You know how Disney animated movies always have songs that almost assuredly are headed for an Oscar? Mesmerizing tunes that the kids sing along to and the parents can’t get out of their head? Alpha and Omega doesn’t have any. None. It tries sure, but if these songs capture your kids attention, they’ll howl them out.
No, seriously, every song here is, uh, “howled” instead of sung. That saves money on the writing, since there’s no need to hire a songwriter, just a composer. Lionsgate obviously had no intention on spending funds to produce this one, so it’s a wonder why they would expect an audience to return the favor.
This is as awful as modern animated theatrical fare can become, direct-to-video efforts the only thing on a lesser scale. Animation is tremendously stiff, the visual style boring, the plot predictable, and the characters as typical as they come. Alpha and Omega wants to be that Pixar movie for all, filled with jokes that will go over the little ones and smack the adults in the face like a mud slide. When you try this hard though, this blatantly (it’s not just in the dialogue, but the animation too), kids are going to ask questions.
There are two main character here, Humphrey (Justin Long) and Kate (Hayden Panettiere), the alpha and omega of their respective tribes, the latter apparently relating to class or something. It’s never very clear, but what is forced onto the viewer is that law states those two shouldn’t be married. Will they end up romantically entangled? Will Kate push away the other man in her life? Will the rival wolf pack stir up trouble?
Yeah, you guessed right on every one of those, and you probably added in the two quirky side characters all on your own. You would be correct there too. Alpha and Omega isn’t even trying, almost casually ripping off Lion King with its final stampede sequence, the second round for that action because it would have been special in 3D. Let’s face it: Alpha and Omega exists to pull in an extra $4 per theatrical ticket anyway and for no other reason. At home, it’s only more painful.
The low quality animation is done no favors on Blu-ray, one of those rare computer animated features that fails to completely wow the HD audience it’s intended for. The AVC encode itself is fine. There are no glaring compression problems regardless of how heavy the action may become and the constant presence of the night sky presents no banding either. Those shots of the bright moon hanging there are quite impressive.
Many of the scenes have this light, minimal haze over them, especially discouraging early.

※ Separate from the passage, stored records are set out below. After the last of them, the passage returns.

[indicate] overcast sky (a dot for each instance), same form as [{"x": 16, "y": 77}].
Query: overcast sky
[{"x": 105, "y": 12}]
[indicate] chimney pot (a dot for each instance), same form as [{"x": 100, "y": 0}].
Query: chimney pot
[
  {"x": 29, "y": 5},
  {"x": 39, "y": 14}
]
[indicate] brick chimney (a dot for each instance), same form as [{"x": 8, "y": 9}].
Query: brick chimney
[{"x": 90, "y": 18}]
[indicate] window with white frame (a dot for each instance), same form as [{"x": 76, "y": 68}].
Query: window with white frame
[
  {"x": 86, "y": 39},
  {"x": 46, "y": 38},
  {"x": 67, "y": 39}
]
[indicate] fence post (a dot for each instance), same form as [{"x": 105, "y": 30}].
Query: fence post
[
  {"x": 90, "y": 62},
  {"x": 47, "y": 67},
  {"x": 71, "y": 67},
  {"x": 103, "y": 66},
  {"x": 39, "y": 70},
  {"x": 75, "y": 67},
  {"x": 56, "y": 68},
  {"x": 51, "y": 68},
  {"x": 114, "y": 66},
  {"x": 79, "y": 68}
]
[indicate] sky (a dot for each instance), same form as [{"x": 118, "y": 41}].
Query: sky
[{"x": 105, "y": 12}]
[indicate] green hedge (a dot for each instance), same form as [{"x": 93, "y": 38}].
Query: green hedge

Forest locations contain scattered tall grass that when in focus is clear, the individual strands quite visible. Towards the edges, the intended effect blurs those fine lines ever so slightly. The wolves themselves have minimalistic fur, more like solid blotches that wave around. Detail is relative here. There are hairstyles though (!), one of the few defining characteristics of these critters, and that looks fine.
All of those digitally created mountain views are static, taking away from their potential beauty. The color doesn’t overwhelm, sticking with two bland palettes. The earth-like hues, staying warm in browns and oranges, are marginally appealing. Everything takes on this same look, the greenery of the land diluted. At night, the cooler style takes over, the glow of the moon typically casting a bright contrast onto the characters, giving them some desperately needed depth.
Black levels certainly fail this one, nothing really hammering home the dimensionality. With the lack of saturation and dim blacks, the image never takes on the life it should. It’s a combination of things though really, the bland animation, reluctant detail, and the flat shading, all working together against the film’s visual punch. The qualities of typical animated fare, even those Tinker Bell video efforts, have more pizazz than this. It’s not the encode’s fault, but Lionsgate attempt to milk a 3D market as cheaply as possible.
Sound design is nothing special either. With hundreds of elk stampeding through the forest, their hooves slamming into the ground should pack in the impact. They don’t. This is actually quite boring to listen to, the ridiculous howling songs included.
The DTS-HD mix assuredly presents this as was intended, but that’s hardly an excuse for a soundtrack that matches the visuals: cheap. Generic ambiance is about as intense as the surrounds have to work. Those stampedes fail on this level too with barely any tracking as the animals pass overhead.
The closest thing to a highlight is a thunderstorm, the light rain sticking to the fronts before a downpour kicks off and finally comes to life. Thunder cracks in the rears for a slight layer of ambiance, the effect gunning for a minimalist record. Nothing here will scare the kids, so maybe that’s the intent, but it’s not doing the father/mother home theater enthusiast any favors when they get stuck watching it either.
Extras begin with a three-part making-of, running about 21-minutes with the usual animation rundown (storyboards, design, voice actors). Wolves in the Wild introduces people to the real animals, and dispels the myths. A single deleted scene is included, along with a pop-up track during the film. A game, personality test, and trailers remain.